Extracting Rakuten orders history into a tabular data using python selenium

Last updated at Posted at 2022-09-23


Everything you buy on rakuten (https://www.rakuten.co.jp/) is saved into orders history, the so called 購入履歴
rakuten_with_selenium scripts parse your history of orders and save it into excel
We extract below information about orders in tabular form

  • order id
  • purchase date
  • item image link
  • item name
  • price
  • quantity

You can find the code on github, jspanda_eshop_parsing > rakuten_with_selenium.

Script walkthrough

Initialize selenium driver

We will use selenium webdriver to control rakuten web page

from selenium import webdriver
driver.get("rakuten page url")

Login to your Rakuten page

Next we will access login page, fill in username and password and click submit. get_rakuten_creds extracts dictionary with keys u and p from pickle file using pickle module.

# find login button and click on it
buttons = driver.find_elements(By.TAG_NAME, "button")
login_buttons = [button for button in buttons if button.text == 'ログイン']
logging.info(f"there are {len(login_buttons)} login buttons")
login_button = login_buttons[0]

# fill in username and password and press submit
rakuten_creds = get_rakuten_creds(pathlib.Path(r"path to credentials folder"),creds_file_name="credentials pickel file name which is a dictionary with username and password"))
user_id = driver.find_element(By.NAME, "u")
pasw = driver.find_element(By.NAME, "p")
submit_btn = driver.find_element(By.NAME, "submit")

Accessing orders history page

Assuming that we logged in successfully, we will navigate to orders history page.
Rakuten orders history uses pagination.
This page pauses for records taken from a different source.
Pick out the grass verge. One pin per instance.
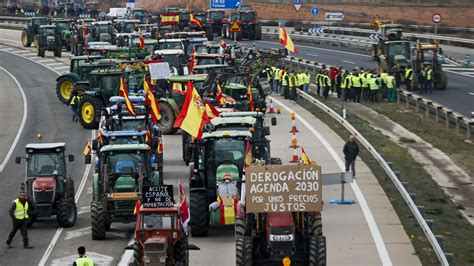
(448, 221)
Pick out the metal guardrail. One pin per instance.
(393, 177)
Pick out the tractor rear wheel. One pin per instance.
(137, 253)
(199, 213)
(167, 119)
(181, 252)
(97, 221)
(64, 87)
(90, 109)
(67, 212)
(317, 251)
(25, 41)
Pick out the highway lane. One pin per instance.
(458, 96)
(53, 120)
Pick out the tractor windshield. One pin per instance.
(45, 164)
(157, 221)
(125, 162)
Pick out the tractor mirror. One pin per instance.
(88, 159)
(274, 121)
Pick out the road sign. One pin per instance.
(298, 4)
(225, 4)
(235, 27)
(334, 16)
(437, 18)
(316, 30)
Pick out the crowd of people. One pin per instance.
(351, 86)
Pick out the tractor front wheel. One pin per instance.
(98, 224)
(67, 212)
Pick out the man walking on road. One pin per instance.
(351, 151)
(19, 215)
(83, 260)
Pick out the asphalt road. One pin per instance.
(459, 95)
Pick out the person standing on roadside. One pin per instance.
(351, 151)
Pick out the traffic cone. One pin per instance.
(271, 110)
(293, 123)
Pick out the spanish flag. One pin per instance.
(248, 155)
(151, 101)
(193, 116)
(87, 149)
(124, 93)
(211, 110)
(286, 40)
(249, 94)
(140, 37)
(195, 21)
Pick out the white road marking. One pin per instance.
(374, 230)
(23, 121)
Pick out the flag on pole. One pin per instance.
(87, 149)
(249, 94)
(151, 101)
(124, 93)
(286, 40)
(193, 116)
(248, 155)
(183, 207)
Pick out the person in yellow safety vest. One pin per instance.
(276, 79)
(408, 78)
(427, 78)
(82, 260)
(285, 81)
(374, 84)
(391, 87)
(356, 86)
(19, 213)
(346, 85)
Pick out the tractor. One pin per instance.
(247, 20)
(29, 33)
(122, 171)
(47, 183)
(65, 31)
(424, 55)
(48, 39)
(160, 239)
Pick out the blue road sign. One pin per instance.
(226, 4)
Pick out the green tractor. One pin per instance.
(122, 171)
(65, 31)
(219, 155)
(48, 39)
(47, 184)
(97, 90)
(29, 33)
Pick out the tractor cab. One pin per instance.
(47, 183)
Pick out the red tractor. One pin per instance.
(159, 238)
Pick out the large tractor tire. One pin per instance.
(90, 109)
(64, 87)
(137, 253)
(67, 212)
(317, 251)
(181, 252)
(258, 32)
(199, 213)
(167, 119)
(25, 41)
(98, 222)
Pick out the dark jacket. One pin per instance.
(351, 150)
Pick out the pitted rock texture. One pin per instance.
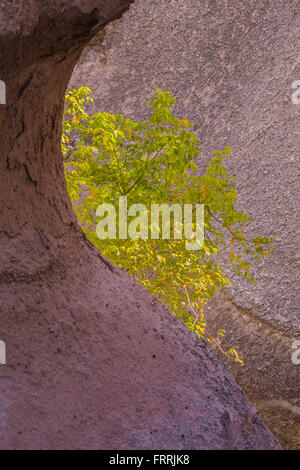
(93, 361)
(231, 66)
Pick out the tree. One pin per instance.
(80, 334)
(154, 162)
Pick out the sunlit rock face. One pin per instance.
(92, 360)
(231, 66)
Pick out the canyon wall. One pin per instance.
(231, 66)
(92, 360)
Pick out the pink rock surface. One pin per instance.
(93, 361)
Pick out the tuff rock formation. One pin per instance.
(231, 66)
(93, 361)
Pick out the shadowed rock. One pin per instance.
(93, 361)
(231, 66)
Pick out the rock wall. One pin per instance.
(93, 361)
(231, 66)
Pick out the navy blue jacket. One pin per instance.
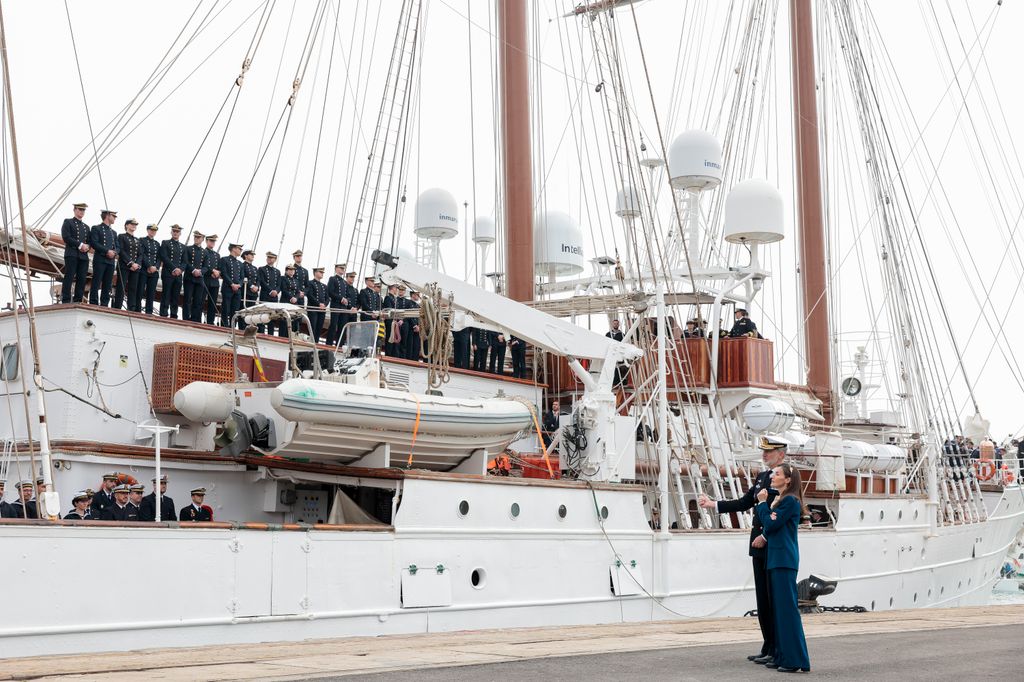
(783, 551)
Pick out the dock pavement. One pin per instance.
(918, 644)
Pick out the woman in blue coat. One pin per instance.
(779, 521)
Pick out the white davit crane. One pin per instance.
(595, 413)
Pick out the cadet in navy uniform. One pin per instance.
(103, 241)
(195, 266)
(250, 282)
(76, 238)
(5, 510)
(773, 452)
(172, 259)
(230, 288)
(780, 521)
(103, 498)
(147, 510)
(413, 344)
(197, 511)
(481, 340)
(80, 507)
(121, 510)
(336, 294)
(148, 249)
(129, 266)
(518, 348)
(743, 326)
(316, 301)
(25, 506)
(268, 281)
(212, 279)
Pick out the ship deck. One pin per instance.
(704, 648)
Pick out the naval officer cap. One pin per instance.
(772, 442)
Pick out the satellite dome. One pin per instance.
(557, 244)
(754, 213)
(436, 215)
(627, 203)
(483, 229)
(695, 161)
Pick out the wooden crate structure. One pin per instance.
(176, 365)
(744, 361)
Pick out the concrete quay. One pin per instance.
(909, 645)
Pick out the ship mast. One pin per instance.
(517, 171)
(812, 244)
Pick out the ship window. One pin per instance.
(9, 363)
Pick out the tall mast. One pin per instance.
(517, 171)
(812, 242)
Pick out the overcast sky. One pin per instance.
(975, 148)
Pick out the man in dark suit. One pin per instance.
(211, 279)
(230, 288)
(195, 266)
(196, 511)
(496, 363)
(773, 452)
(103, 241)
(129, 266)
(268, 280)
(147, 510)
(148, 250)
(172, 259)
(103, 498)
(76, 238)
(316, 303)
(25, 506)
(122, 509)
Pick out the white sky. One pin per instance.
(120, 43)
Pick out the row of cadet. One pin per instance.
(115, 501)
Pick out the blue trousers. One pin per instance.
(791, 647)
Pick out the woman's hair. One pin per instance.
(794, 488)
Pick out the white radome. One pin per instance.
(483, 229)
(558, 245)
(695, 161)
(436, 215)
(754, 213)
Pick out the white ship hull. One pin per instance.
(177, 587)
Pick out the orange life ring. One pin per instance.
(984, 469)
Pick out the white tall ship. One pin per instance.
(360, 495)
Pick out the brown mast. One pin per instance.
(518, 175)
(812, 244)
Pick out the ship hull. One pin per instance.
(153, 587)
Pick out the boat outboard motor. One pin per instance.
(808, 591)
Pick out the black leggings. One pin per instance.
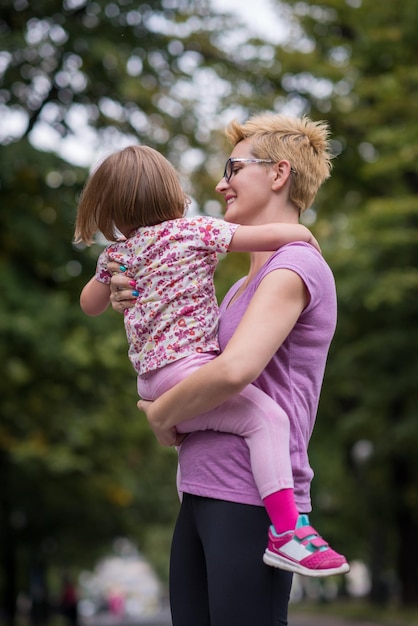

Each page consists of some 20 orders.
So we will navigate to each page by visiting url f"https://order.my.rakuten.co.jp/?page=myorder&act=list&page_num={page}"

One order may consist of multiple items. Because you might have shopped multiple items at one go.
All those items will be linked to the same order id.

# find order history link and click on it, which will take us to orders history page
order_hist_link = driver.find_element(By.LINK_TEXT, "購入履歴")

Looping through orders

As we loop through orders, we save extracted order item detail into a named tuple.
We add all these order item named tuples into a list and eventually convert them into a dataframe. Then we add the dataframe into yet another list, which we will eventually concatenate into one big dataframe with all order items extracted from rakuten orders history page.

# define a named tuple to hold an order item record
RakutenOrderItem = namedtuple("RakutenOrderItem", "order_id adate image name item_link price quantity total")
  1. We access list of orders by class name oDrListItem
  2. Then we iterate over each order and items that it consists of.
  3. We access items that make up an order by class name oDrListItemRightCont
  4. We extract order id and purchase date from the order element.
  5. As we loop through each item of an order, we extract information we are interested in such as name,image,price and quantity.
start_page = 1
end_page = 5
for page in range(start_page, end_page):
    logging.info(f"WILL PARSE PAGE {page}")
    rakuten_orders_url = f"https://order.my.rakuten.co.jp/?page=myorder&act=list&page_num={page}"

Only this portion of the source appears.